What would be the expected way of implementing this? I suspect the implementation of another NoisyThresholdGaussianDPEvent - probably inheriting from DPEvent - but the changes required to the already complex _maybe_compose in the RDPAccountant which seems quite intrusive.

At the moment I'm just extending the RDPAccountant and implementing a manual_compose function which allows me to manually compose for a given range of orders, but I don't think this is intended either.

pritkamath commented 1 year ago

Thanks for your question.

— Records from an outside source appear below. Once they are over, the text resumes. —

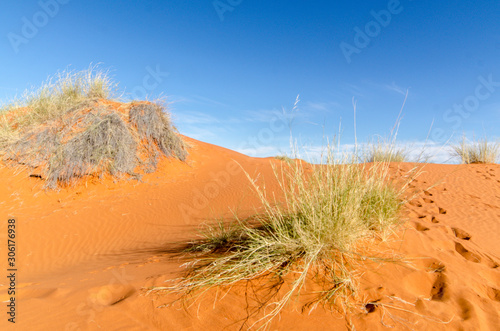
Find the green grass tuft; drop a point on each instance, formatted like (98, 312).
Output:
(478, 151)
(324, 210)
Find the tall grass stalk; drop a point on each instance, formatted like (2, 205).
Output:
(478, 151)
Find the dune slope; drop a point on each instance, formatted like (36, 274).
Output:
(84, 254)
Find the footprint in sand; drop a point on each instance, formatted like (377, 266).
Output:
(461, 234)
(466, 254)
(439, 291)
(420, 227)
(466, 309)
(493, 293)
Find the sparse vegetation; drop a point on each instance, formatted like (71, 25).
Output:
(312, 229)
(478, 151)
(69, 129)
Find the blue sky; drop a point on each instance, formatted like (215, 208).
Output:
(230, 67)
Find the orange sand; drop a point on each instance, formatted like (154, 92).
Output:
(84, 254)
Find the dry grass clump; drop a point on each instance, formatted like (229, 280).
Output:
(155, 130)
(67, 131)
(60, 93)
(479, 151)
(324, 210)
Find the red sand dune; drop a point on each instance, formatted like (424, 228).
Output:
(84, 254)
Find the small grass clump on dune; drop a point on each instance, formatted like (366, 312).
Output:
(69, 129)
(480, 151)
(324, 210)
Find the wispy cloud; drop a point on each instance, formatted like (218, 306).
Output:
(194, 117)
(395, 88)
(321, 106)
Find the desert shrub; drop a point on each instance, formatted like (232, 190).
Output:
(478, 151)
(154, 127)
(61, 93)
(65, 131)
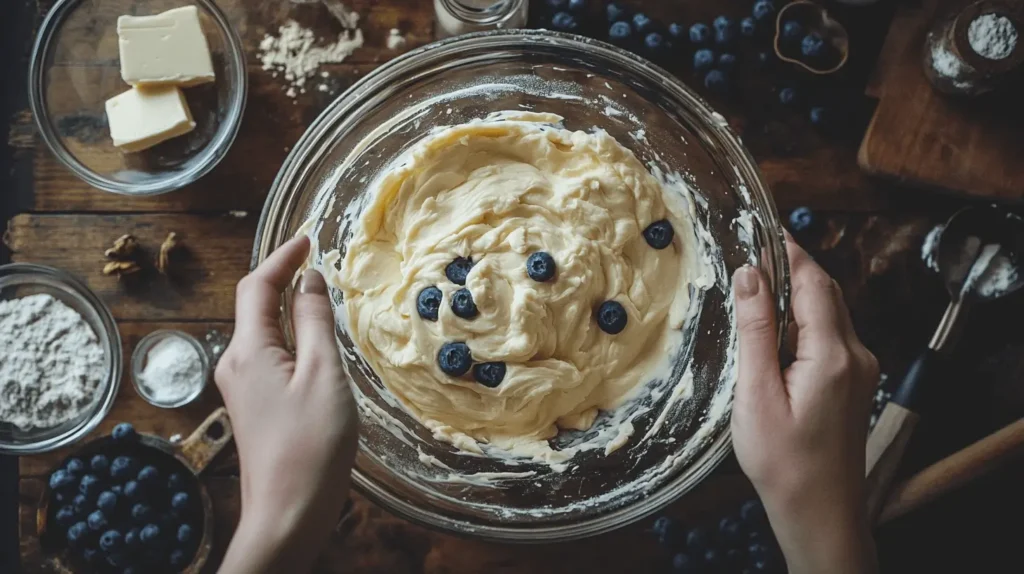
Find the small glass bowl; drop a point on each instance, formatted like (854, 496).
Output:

While it might be possible to define a DpEvent for this mechanism and have the RdpAccountant support it, given the specialized nature of the mechanism, we don't have it on our roadmap to support such a DpEvent.

There are two approaches that we can see that you could use with the library as it exists today:

  1. (Simple, but loose) You could simply compose the two steps in Confident-GNMax Aggregator, each of which corresponds to a GaussianDpEvent. This approach does not exploit the data-dependent accounting given in the paper.

  2. (Complex, but tighter) Write a standalone method to compute the RDP bound for any given order, as given in the paper, and use the compute_epsilon method in the library to translate the RDP bound to $(\varepsilon, \delta)$; bypassing the need to create any DpEvent.

We hope this helps. Please let us know if you would like any further clarification on the same.

miracvbasaran commented 1 year ago

Closing this issue, please feel free to reopen if you have any questions & concerns!

ssabdb commented 1 year ago

Thanks for the response, and apologies for the lack of response over the holiday season.

I've decided to implement #2 and it works well enough, thankyou. I assume there's no way of "injecting" an already known/computed DpEvent for a known privacy so I can continue to use some other features of this library?

Understood the decision not to support specialized DpEvent mechanism like this one, but the ability to inject a known, precomputed privacy loss feels like it could be useful in other similar situations.

Otherwise, thankyou for the pointers.